Who knows if, as Eastlake claims, Park View’s “blatant violations of residency and school verifications are egregious,” or just a big misunderstanding. Or creative fiction from a neighboring league jealous of Park View’s 2009 LLWS title and continued success.

Or whether people will even care when they tune into one of ESPN’s 233 televised games this month, or are among the 40,000 jammed into Lamade Stadium for the final, or give Park View’s “Green Monsters” a standing ovation when they make the obligatory appearance at a Padres game, or line the parade route in Chula Vista if they reach Williamsport and win.

Two-hundred thirty-three.

They’re 12 … years … old.

What we need here, people, is some perspective.
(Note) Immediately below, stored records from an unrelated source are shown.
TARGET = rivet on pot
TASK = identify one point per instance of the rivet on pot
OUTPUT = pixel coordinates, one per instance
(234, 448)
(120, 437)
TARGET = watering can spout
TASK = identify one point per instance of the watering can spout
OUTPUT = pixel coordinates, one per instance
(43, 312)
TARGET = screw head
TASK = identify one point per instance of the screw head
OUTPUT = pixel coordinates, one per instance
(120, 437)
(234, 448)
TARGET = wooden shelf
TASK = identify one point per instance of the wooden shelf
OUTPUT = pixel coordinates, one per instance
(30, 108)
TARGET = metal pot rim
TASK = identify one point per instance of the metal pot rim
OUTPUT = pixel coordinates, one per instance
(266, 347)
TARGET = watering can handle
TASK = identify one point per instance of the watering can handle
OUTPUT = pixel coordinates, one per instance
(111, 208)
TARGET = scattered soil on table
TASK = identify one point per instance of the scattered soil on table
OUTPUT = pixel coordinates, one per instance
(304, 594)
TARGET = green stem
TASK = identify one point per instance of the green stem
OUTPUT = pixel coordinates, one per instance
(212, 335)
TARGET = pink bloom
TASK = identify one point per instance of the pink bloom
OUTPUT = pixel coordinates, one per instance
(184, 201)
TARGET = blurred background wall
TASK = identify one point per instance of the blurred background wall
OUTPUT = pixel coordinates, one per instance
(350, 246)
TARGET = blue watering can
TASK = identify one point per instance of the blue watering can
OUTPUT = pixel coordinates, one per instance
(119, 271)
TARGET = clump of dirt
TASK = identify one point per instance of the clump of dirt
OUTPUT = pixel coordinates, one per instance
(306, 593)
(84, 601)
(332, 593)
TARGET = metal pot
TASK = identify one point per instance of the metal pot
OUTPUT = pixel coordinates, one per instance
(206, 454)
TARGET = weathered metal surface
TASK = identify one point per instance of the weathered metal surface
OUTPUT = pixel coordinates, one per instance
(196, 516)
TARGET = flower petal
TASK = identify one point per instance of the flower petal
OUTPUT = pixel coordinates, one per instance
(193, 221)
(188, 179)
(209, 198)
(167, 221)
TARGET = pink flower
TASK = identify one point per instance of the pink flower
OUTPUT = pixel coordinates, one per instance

More park, less view.

The problem isn't the Little League World Series, it's that we watch it
 
nothing is sacred .

But it was the same way when I played little league.. who you knew or who your coach was all mattered ...And I’m 48 .

So nothing new . just depressing that we haven’t evolved any in 30 some odd years .
 
all this over a damn little league baseball game.

when i played...it was because i liked playing the game. my mom never pressured me into playing. she asked if i wanted to play, i said yes, i played.....simple as that. when it was no longer fun, i stopped.

i just can't imagine putting kids through all of this for a game of baseball. outside of the pros, it's not a job. you don't get paid to play...it's for fun; for the love of the game. and that's when it should matter most.